Угрюмый сделал движение, словно пытаясь встать, но Колян мгновенно вскинул руку с пистолетом. Раздался хлопок, и Федор, схватившись за живот, закорчился на постели под одеялом. Колян рывком сдернул на пол простреленное одеяло и захохотал:
— О, да ты у нас голенький! Ну-ка посмотрим, чем ты мою жену любил… Что, больно, да? Ничего, сейчас еще больнее будет!

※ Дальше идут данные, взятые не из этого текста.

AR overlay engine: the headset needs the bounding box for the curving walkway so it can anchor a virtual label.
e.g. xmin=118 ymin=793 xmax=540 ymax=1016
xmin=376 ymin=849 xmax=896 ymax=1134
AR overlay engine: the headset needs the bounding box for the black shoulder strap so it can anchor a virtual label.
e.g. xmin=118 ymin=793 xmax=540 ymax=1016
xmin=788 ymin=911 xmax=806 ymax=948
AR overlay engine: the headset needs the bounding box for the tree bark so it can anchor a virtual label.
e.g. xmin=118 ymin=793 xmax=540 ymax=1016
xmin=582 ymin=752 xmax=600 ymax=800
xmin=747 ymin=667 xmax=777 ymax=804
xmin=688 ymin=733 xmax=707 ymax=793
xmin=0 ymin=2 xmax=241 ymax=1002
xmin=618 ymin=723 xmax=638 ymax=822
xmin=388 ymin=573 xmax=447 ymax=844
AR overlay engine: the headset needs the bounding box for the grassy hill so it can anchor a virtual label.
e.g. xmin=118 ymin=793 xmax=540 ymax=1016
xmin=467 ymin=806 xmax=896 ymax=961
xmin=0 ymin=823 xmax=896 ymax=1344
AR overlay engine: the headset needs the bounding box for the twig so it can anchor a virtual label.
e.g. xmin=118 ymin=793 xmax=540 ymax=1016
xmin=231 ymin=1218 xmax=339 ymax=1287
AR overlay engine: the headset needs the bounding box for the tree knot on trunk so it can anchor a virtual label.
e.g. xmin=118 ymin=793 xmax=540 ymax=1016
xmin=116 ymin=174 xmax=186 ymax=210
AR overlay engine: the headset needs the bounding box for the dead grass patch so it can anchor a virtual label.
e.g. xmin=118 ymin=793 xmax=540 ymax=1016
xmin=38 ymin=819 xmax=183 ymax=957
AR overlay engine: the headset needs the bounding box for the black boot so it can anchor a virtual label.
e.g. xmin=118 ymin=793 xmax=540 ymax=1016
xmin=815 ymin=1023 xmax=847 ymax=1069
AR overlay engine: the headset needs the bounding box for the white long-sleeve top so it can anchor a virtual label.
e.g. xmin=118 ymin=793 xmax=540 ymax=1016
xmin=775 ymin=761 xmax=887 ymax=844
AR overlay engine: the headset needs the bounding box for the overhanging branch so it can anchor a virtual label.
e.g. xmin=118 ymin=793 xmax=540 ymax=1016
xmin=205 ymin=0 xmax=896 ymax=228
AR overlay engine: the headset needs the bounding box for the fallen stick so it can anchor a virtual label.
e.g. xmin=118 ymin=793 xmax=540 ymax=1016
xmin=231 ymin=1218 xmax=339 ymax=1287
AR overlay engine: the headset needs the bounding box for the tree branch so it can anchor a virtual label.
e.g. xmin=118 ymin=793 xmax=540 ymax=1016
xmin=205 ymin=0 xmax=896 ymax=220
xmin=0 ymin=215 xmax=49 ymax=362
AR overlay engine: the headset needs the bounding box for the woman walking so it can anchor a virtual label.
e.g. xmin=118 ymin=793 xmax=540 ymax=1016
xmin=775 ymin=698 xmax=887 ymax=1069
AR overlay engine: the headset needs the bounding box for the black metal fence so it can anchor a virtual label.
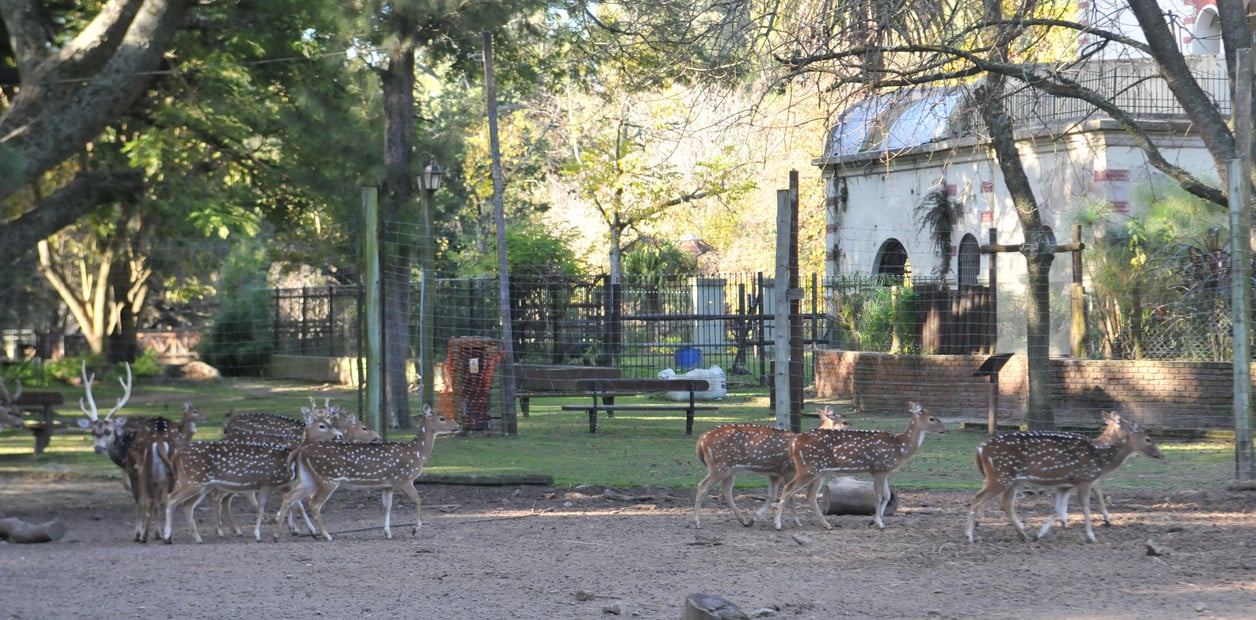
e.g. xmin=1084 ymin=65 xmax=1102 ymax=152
xmin=259 ymin=272 xmax=993 ymax=384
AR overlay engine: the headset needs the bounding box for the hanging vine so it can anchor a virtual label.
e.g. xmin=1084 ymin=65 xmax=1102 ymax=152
xmin=912 ymin=183 xmax=962 ymax=279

Раздалось несколько глухих хлопков подряд. Федор издал крик ужаса и боли — одна из пуль почти оторвала ему половой член, и кровь потоком хлынула на простыни, две другие пробили колени. Для верности Колян еще всадил своему врагу пулю в плечо, затем убрал пистолет, переложил топорик в правую руку и, подойдя к кровати вплотную, ласково спросил:
— Ты ведь не помрешь от шока, Федя? Не кинешь мне еще и такой подлянки? Давай, держись, ты ведь у нас богатырь. На, богатырь, получи!
И Колян с размаху наискось рубанул Угрюмого топором по лицу. Надежда, которая тряслась в углу постели, свернувшись в комок, невольно вскрикнула. Колян хотел растянуть расправу над своим обидчиком, но, ударив раз, он уже не мог остановиться. Следующий удар разрубил Угрюмому грудную мышцу, еще один отек ухо и врезался в плечо. Затем удары посыпались на голову жертвы. Угрюмый сделал было попытку закрыться руками, но Колян сразу же оттяпал ему кисть одной руки и пальцы на другой.
— Смотри, Надька! Смотри, как я его уделаю! — с пеной у рта прорычал Колян.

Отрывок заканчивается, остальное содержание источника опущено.